Old Mother Shipton

Knaresborough, Yorkshire 1488


“She foretold the fates of several rulers within and just after her lifetime, as well as the invention of iron ships, the Great Fire of London in 1666, and the defeat of the Spanish Armada.” - mothershipton.co.uk

It would feel criminal to have an ongoing archive of Northern Folklore and not mention Old Mother Shipton. Perhaps one of the most notable Prophetess’ in England, ‘Mother Shipton’ (as she became known) begun life as Ursula Sontheil and was born in dire circumstances. In 1488, it is said that an orphan girl of just fifteen years gave birth during a violent thunderstorm in a cave on the banks of the River Nidd in Knaresborough. The girl was called Agatha, and many tried to push her to tell the name of the Father, but Agatha refused. Some say, given the deformities Ursula was born with, that Agatha had made a pact with the Devil which resulted in her giving birth to a ‘hideous child’.
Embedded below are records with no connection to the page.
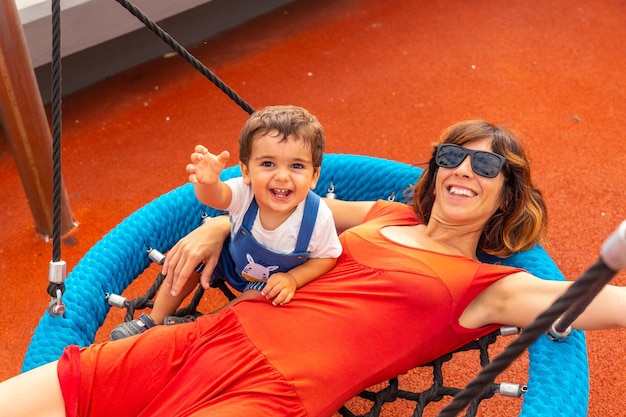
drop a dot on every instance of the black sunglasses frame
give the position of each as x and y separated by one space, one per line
493 161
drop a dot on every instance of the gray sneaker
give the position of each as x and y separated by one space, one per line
132 328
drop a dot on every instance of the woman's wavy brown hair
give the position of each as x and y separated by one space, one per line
521 220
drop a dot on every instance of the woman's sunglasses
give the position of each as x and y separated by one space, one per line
485 164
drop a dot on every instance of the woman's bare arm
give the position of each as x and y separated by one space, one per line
348 214
203 244
520 298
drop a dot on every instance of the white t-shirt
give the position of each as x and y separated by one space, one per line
324 242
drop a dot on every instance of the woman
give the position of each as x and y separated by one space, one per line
407 289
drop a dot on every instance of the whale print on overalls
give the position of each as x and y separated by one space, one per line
245 249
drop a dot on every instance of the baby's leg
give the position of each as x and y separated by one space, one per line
165 304
36 393
247 294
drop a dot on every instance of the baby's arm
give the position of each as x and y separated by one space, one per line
204 172
282 286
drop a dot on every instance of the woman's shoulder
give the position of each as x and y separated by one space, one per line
390 210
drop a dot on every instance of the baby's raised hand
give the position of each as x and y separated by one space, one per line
205 167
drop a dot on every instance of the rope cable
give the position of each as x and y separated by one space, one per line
57 268
590 282
180 50
56 129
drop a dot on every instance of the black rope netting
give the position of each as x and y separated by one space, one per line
392 392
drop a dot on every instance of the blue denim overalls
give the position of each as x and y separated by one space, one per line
245 264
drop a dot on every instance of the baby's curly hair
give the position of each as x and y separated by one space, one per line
285 120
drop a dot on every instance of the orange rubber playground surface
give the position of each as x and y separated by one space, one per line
384 77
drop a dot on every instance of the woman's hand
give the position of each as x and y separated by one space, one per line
202 245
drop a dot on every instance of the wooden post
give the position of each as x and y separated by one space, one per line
26 124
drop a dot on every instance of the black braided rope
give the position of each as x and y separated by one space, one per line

Ashamed of her child, and fearful of the villagers, Agatha raised Ursula in the cave she was born in. For two years they stayed out of everyone’s way, until the Abbott of Beverley took pity on the two and took them in. Agatha met a sad end, being dragged to a covenant far away and passing away before seeing her child again.

Mother Shipton’s cave in Knaresborough.

Ursula, without her mother, grew up around Knaresborough and quickly gained the reputation of being a ‘strange child’. She grew up with her birth deformities in tact: twisted legs, a bent back and a large crooked nose. Unfortunate, really, that she ended up looking the spitting image of the stereotypical ideas of a witch. Relentlessly bullied for her appearance, Ursula stayed around the cave she was raised in. She spent her time observing the forest lands, learning about the different plants and creatures in nature. She began to use nature to make remedies and potions, learnt all the different uses for the herbs that grew around her.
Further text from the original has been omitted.